CHP lideri Özgür Özel, önceki günlerde yaptığı açıklamada “Anayasa ve yasalara uygun şekilde herkes demokratik tepkisini göstermelidir, bu engellenemez” demiş, bazı çevrelerde bu çağrı, "sokağa çıkma çağrısı" olarak değerlendirilmişti. Bahçeli’nin bu açıklamaya doğrudan yanıt vermesi, siyasi gündemde tartışmaları daha da alevlendirdi. Bahçeli, benzer çağrıların geçmişte Türkiye’yi nasıl gerilimlere ve kutuplaşmalara sürüklediğini hatırlattı. Özellikle Gezi Parkı olaylarını örnek göstererek, “Bu ülke sokak çatışmalarından çok çekti. Kimse geçmişi unutturamaz. O gün yaşananların tekrarını arzulayanlar, demokrasinin değil, kaosun sözcüsüdür,” ifadelerini kullandı.Bahçeli, konuşmasında sadece CHP’ye değil, genel olarak muhalefete de sorumluluk çağrısı yaptı. “Milletin vekili olmak, halkı provoke etmekle değil, Meclis kürsüsünde çözüm üretmekle olur,” diyen MHP lideri, gerilim siyasetiyle halkın arasına nifak sokulmasının milli iradeye saygısızlık olduğunu belirtti. Bununla birlikte, Bahçeli'nin açıklamaları sadece bir siyasi polemik olarak görülmüyor. Türkiye'nin 2023 seçimlerinden bu yana içine girdiği siyasi kutuplaşma, yeni anayasa tartışmaları, ekonomik sıkıntılar ve yerel yönetim reformları gibi kritik başlıklarda yaşanan gerilimlerle birleşince, “sokak mı, Meclis mi” sorusu daha da anlam kazandı. İktidar kanadı sokak hareketlerinin geçmişte olduğu gibi "kontrolsüz gerilimlere" neden olabileceğini savunurken; muhalefet, anayasal hakların sınırlandırılmadan kullanılabileceğini öne sürüyor.

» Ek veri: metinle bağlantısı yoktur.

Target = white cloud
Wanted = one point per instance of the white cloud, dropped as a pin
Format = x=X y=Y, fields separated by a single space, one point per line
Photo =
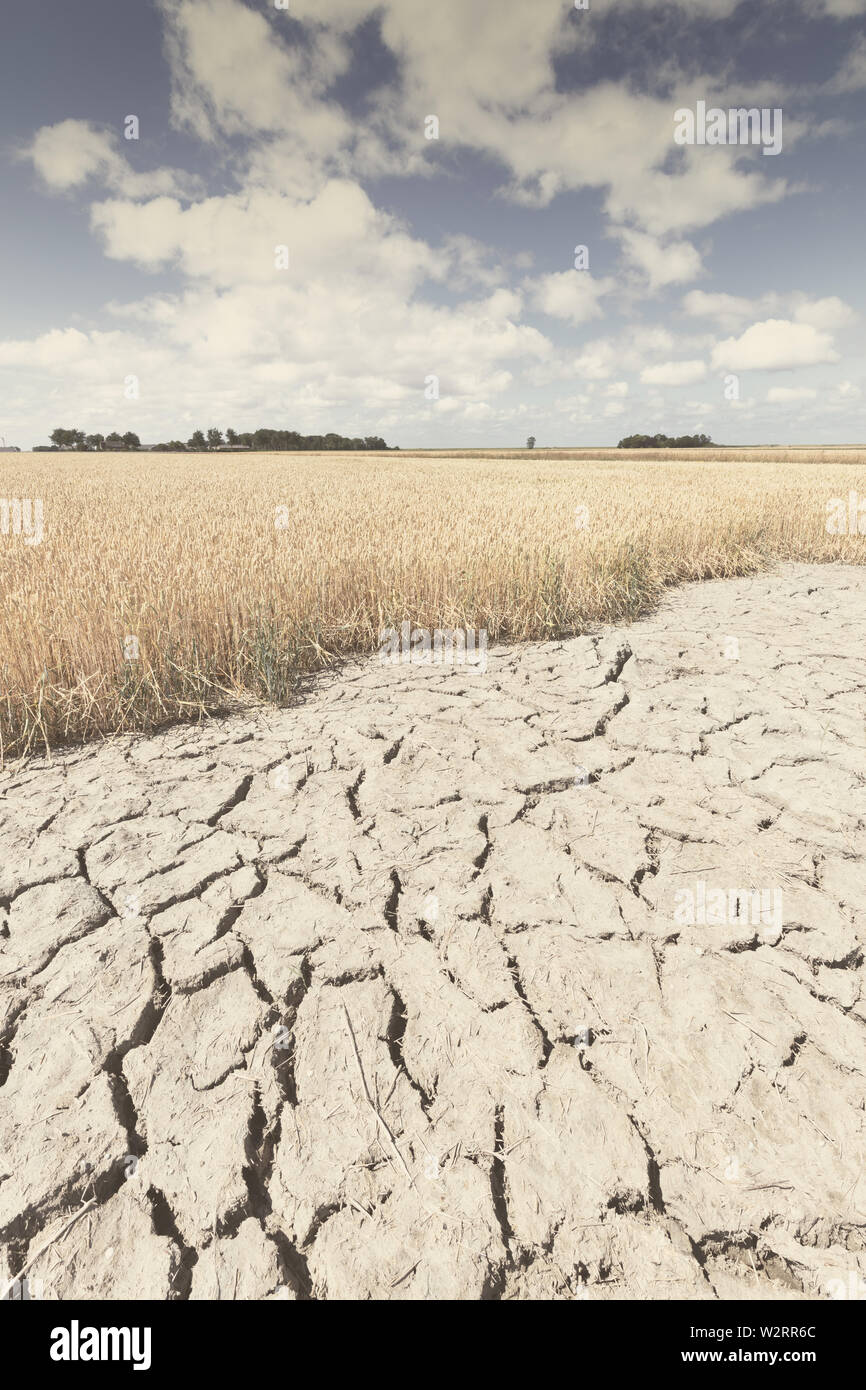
x=674 y=373
x=672 y=263
x=851 y=77
x=824 y=313
x=72 y=152
x=572 y=295
x=781 y=395
x=773 y=345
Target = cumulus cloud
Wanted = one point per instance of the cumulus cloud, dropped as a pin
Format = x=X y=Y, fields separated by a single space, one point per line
x=781 y=395
x=672 y=263
x=674 y=373
x=774 y=345
x=572 y=295
x=74 y=152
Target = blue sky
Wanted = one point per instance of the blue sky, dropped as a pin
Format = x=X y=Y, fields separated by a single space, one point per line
x=430 y=292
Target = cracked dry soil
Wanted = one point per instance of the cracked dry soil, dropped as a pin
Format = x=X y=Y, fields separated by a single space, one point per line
x=382 y=995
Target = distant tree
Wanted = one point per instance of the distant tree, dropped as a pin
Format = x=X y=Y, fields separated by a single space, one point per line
x=666 y=442
x=67 y=437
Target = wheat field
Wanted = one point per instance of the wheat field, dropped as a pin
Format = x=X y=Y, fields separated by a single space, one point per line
x=235 y=574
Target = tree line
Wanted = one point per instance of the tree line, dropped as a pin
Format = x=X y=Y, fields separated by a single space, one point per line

Bahçeli’nin konuşması, aynı zamanda Cumhur İttifakı’nın genel duruşunu da yansıtıyor. Ak Parti cephesinden de benzer eleştiriler gelirken, muhalefetin “sivil itaatsizlik” veya “barışçıl protesto” çerçevesinde savunduğu açıklamalar, iktidar tarafından “sistem dışı arayış” olarak görülüyor. Bu söylem farkı, önümüzdeki aylarda Meclis zemininde yürütülecek anayasa ve yargı reformu gibi kritik konularda nasıl bir atmosfer oluşacağını da doğrudan etkileyebilir.Sonuç olarak; Devlet Bahçeli’nin açıklamaları, sadece Özgür Özel’in bir çağrısına tepki değil, Türkiye’de siyasetin meşru zemininin nerede başladığı ve nerede bittiğine dair daha geniş bir tartışmayı da beraberinde getiriyor. Sokak mı, kürsü mü? Demokrasi, her iki tarafın da bu soruya verdiği yanıt kadar güçlü olacak gibi görünüyor.